Julie Rofman: Weaving Art Into Wearable Poetry
Julie
Rofman
Thousands of Japanese delica beads, woven bead by bead, week by week. No two pieces identical. No pattern pre-planned. Art for the wrist.
From abstract canvas to beaded cuff, from Barney's New York to Tomorrowland Tokyo. Julie Rofman on the meditation of the bead loom, the grandmother who dressed like her art, and why she never pre-plans a pattern.
"I never pre-plan a pattern. I just kind of work intuitively with each section, having a rough idea of what will come next. Each bead tells me where to go next."
Julie Rofman's background is in painting and sculpture. About ten years into her career, during what she describes as a break from that kind of creating, she picked up a bead loom. She was drawn immediately to the preciseness of it and to the extraordinary range of color available in Japanese delica beads. What started as a diversion quietly became a second practice of equal depth.

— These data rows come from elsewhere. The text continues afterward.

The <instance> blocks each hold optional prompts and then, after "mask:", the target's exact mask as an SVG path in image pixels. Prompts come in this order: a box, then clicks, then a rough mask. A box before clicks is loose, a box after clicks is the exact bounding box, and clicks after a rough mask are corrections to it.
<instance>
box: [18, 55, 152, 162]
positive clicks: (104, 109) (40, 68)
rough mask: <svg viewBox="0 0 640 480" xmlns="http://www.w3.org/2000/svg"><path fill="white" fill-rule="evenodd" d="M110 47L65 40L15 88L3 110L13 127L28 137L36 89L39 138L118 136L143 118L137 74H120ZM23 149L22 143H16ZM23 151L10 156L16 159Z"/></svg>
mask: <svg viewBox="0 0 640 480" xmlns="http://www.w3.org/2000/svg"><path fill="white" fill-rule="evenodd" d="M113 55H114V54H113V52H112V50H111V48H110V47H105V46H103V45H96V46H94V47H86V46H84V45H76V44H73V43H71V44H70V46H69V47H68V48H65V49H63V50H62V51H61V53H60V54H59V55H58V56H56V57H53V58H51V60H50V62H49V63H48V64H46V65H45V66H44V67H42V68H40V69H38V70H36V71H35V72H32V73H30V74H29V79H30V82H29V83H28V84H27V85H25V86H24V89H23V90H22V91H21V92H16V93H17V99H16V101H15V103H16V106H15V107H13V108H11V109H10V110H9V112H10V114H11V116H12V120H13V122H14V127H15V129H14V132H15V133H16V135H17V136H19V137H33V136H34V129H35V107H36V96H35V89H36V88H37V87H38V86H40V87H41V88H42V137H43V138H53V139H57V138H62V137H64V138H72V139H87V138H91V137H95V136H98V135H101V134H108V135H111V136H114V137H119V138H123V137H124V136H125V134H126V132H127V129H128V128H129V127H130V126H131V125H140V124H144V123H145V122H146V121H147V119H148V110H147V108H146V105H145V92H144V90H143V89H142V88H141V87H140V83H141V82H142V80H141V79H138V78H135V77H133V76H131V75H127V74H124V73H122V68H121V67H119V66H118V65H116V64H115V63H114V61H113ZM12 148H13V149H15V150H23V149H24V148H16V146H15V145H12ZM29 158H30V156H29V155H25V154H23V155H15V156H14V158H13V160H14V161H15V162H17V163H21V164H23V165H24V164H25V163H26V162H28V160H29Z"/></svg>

Each cuff is woven on a small loom, bead by bead, taking anywhere from two hours to two days depending on scale. She works intuitively throughout. "I think this is what makes it most enjoyable, the decisions arise throughout the process. I like seeing how matte beads interact with sparkly beads and the interaction of bold and muted colors." The process has strong parallels with how she paints and draws. The loom is just a different kind of canvas.
"I treat wrists like miniature canvases. Photos don't capture how they catch light like shattered stained glass."
Julie Rofman
Hokusai
Paul Klee
Tanguy · Gorky
Her grandmother
"The first person I go to for fashion advice is my friend Kimball Hastings. The first time we met was in the elevator of our dormitory freshman year of college. He was wearing Gucci black and white leopard print pants and sunglasses at night. He happens to be the director of celebrity styling for Ralph Lauren now."